ZooConf User Guide¶
The zoo_conf module provides essential utilities for working with ZOO-Project configuration and CWL workflows. This guide covers practical usage patterns.
Overview¶
The module contains four main classes:
- ZooConf: Configuration handler
- ZooInputs: Input parameter parser with type conversion
- ZooOutputs: Output handler
- CWLWorkflow: CWL workflow parser and analyzer
Working with ZooConf¶
ZooConf is a simple wrapper around the ZOO-Project configuration dictionary.
Basic Usage¶
from zoo_conf import ZooConf
def my_service(conf, inputs, outputs):
zoo_conf = ZooConf(conf)
# Get the workflow identifier
workflow_id = zoo_conf.workflow_id # From conf["lenv"]["Identifier"]

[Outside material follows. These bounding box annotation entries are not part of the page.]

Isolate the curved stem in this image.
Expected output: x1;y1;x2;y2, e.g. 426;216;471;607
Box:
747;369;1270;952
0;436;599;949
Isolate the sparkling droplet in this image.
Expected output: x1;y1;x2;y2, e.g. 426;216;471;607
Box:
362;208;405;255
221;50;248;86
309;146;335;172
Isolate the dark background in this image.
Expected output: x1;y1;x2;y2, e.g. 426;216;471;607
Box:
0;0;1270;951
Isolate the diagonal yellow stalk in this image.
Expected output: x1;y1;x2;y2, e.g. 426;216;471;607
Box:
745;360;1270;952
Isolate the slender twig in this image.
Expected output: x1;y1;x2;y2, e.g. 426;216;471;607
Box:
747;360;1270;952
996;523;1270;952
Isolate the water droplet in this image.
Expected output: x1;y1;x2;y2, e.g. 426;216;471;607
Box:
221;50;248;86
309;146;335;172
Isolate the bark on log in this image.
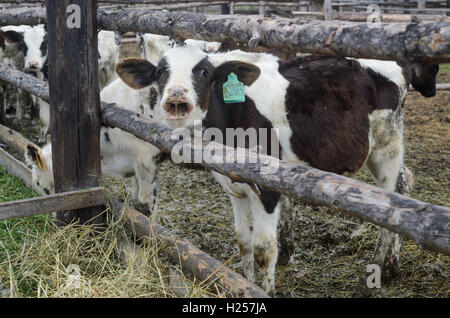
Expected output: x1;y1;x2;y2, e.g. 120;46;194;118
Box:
0;148;45;195
0;9;450;64
111;202;268;298
0;64;450;255
0;187;107;220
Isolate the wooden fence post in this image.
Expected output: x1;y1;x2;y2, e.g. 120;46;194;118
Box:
258;1;266;16
220;4;230;14
46;0;104;225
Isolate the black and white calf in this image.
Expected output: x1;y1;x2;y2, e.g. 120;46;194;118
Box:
113;47;440;292
25;74;161;214
0;25;48;120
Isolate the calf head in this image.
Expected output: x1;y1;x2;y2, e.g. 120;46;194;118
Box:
24;25;47;71
411;63;439;97
25;143;55;195
116;47;260;128
0;25;47;73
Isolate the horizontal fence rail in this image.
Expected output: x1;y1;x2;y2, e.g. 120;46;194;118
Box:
0;63;450;255
0;187;108;220
0;8;450;64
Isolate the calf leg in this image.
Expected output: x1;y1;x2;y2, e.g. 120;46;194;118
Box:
230;195;255;283
367;135;406;280
278;196;297;264
133;157;158;217
252;197;281;295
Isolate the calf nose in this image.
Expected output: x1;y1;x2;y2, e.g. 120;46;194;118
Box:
28;61;39;69
167;86;189;99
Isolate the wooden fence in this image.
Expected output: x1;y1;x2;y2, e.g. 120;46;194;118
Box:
0;0;450;295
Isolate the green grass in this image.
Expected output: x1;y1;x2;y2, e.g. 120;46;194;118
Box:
0;166;49;264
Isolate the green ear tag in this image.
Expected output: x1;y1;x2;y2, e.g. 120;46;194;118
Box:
223;73;245;104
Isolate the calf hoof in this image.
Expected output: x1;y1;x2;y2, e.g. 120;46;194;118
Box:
133;202;152;216
381;255;400;284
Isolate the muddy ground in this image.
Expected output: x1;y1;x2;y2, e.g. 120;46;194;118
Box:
1;71;450;297
103;73;450;297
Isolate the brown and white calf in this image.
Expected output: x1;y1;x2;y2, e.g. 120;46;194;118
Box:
117;47;435;292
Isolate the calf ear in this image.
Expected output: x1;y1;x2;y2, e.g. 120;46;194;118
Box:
3;31;23;43
25;145;47;171
214;61;261;86
116;57;156;89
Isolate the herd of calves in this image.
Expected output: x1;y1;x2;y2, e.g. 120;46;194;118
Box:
0;26;438;293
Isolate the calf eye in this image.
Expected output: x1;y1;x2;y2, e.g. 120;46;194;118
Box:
200;68;208;77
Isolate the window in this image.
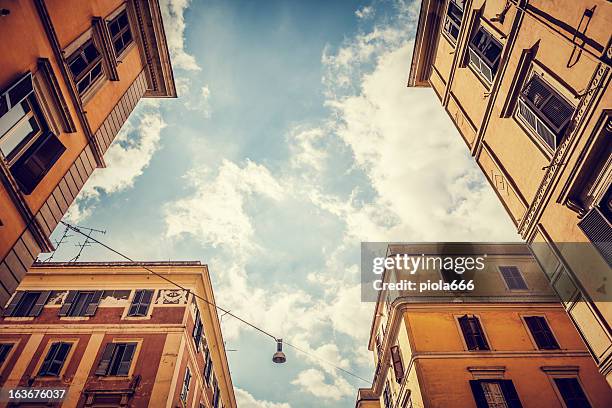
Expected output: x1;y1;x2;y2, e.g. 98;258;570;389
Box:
468;26;503;83
68;38;104;95
391;346;404;384
0;73;66;194
108;10;132;56
128;289;153;317
213;378;221;408
192;308;204;352
59;290;103;317
38;342;72;377
383;381;393;408
204;345;212;384
517;74;575;150
444;0;465;43
4;291;51;317
459;315;489;350
181;367;191;403
470;380;522;408
0;343;13;368
578;185;612;268
96;343;136;376
554;378;591;408
499;266;527;290
525;316;559;350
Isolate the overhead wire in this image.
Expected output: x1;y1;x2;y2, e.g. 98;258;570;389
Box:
60;221;371;384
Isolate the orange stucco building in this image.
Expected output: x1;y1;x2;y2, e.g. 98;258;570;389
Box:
0;0;176;304
0;261;236;408
356;244;612;408
408;0;612;384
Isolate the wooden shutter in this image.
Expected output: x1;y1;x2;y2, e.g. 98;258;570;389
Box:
117;343;136;375
38;343;60;375
85;290;104;316
391;346;404;384
470;380;489;408
11;132;66;194
95;343;116;375
578;207;612;268
128;290;143;316
28;290;51;317
3;291;25;317
57;290;79;316
499;380;523;408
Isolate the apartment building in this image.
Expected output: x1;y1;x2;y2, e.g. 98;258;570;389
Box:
0;0;176;305
408;0;612;384
0;262;236;408
356;244;612;408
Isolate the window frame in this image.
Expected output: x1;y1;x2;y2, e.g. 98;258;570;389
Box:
465;24;505;88
441;0;466;47
513;72;576;153
93;338;143;381
497;265;529;292
521;314;561;352
104;4;136;62
454;313;493;353
122;289;157;320
34;338;79;381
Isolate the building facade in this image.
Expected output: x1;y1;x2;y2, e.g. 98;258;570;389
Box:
408;0;612;384
0;262;236;408
0;0;176;304
356;244;612;408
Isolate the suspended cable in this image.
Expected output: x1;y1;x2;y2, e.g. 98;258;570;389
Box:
60;221;371;384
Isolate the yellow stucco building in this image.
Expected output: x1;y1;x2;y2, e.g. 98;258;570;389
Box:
408;0;612;384
356;244;612;408
0;262;236;408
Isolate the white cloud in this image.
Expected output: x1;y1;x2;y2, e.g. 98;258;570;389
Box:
66;111;166;222
160;0;201;71
355;6;374;20
234;388;291;408
291;368;355;401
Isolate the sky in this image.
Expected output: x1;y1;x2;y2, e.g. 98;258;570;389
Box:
46;0;517;408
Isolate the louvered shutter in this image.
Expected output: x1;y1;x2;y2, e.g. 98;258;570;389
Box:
117;343;136;375
47;343;72;376
85;290;104;316
3;291;25;317
128;290;142;316
28;290;51;317
499;380;523;408
470;380;489;408
391;346;404;384
459;315;478;350
11;133;66;194
95;343;116;375
578;207;612;268
58;290;79;316
139;290;153;316
38;343;60;375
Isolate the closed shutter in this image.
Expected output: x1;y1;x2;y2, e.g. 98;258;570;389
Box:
117;343;136;375
58;290;79;316
4;291;25;317
499;380;523;408
11;133;66;194
470;380;489;408
391;346;404;384
578;207;612;268
0;72;34;117
85;290;104;316
96;343;116;375
28;290;51;317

# Access underlying conf dict
tmp_path = zoo_conf.conf["main"]["tmpPath"]
return 3
Handling Inputs with ZooInputs¶
ZooInputs handles the complexity of ZOO input parsing, including type conversion and array handling.
Type Conversion¶
ZOO-Project passes all values as strings. ZooInputs automatically converts them to appropriate Python types:
from zoo_conf import ZooInputs
inputs = {
"threshold": {
"dataType": "float",
"value": "0.85"
},
"max_iterations": {
"dataType": "integer",
"value": "100"
},
"enable_cache": {
"dataType": "boolean",
"value": "1"
}
}
zoo_inputs = ZooInputs(inputs)
params = zoo_inputs.get_processing_parameters()
# Result:
# {
# 'threshold': 0.85, # float
# 'max_iterations': 100, # int
# 'enable_cache': 1 # int (boolean)
# }
File Inputs¶
File inputs are converted to CWL File objects:
inputs = {
"input_raster": {
"cache_file": "/tmp/zTMPykgmh8/data.tif",
"mimeType": "image/tiff"
},
"config_file": {
"cache_file": "/tmp/zTMPykgmh8/config.json",
"mimeType": "application/json"
}
}
zoo_inputs = ZooInputs(inputs)
params = zoo_inputs.get_processing_parameters()
# Result:
# {
# 'input_raster': {
# 'class': 'File',
# 'path': '/tmp/zTMPykgmh8/data.tif',
# 'format': 'image/tiff'
# },
# 'config_file': {
# 'class': 'File',
# 'path': '/tmp/zTMPykgmh8/config.json',
# 'format': 'application/json'
# }
# }
Array Inputs¶
ZOO-Project has a quirk: arrays with one element are converted to strings. ZooInputs automatically handles this:
inputs = {
"bands": {
"maxOccurs": "3",
"value": "B02" # Single value, but should be array
}
}
zoo_inputs = ZooInputs(inputs)
# Automatically converted to array:
# inputs["bands"]["value"] = ["B02"]
Getting Individual Input Values¶
zoo_inputs = ZooInputs(inputs)
# Get specific input
try:
threshold = zoo_inputs.get_input_value("threshold")
except KeyError:
print("threshold parameter not provided")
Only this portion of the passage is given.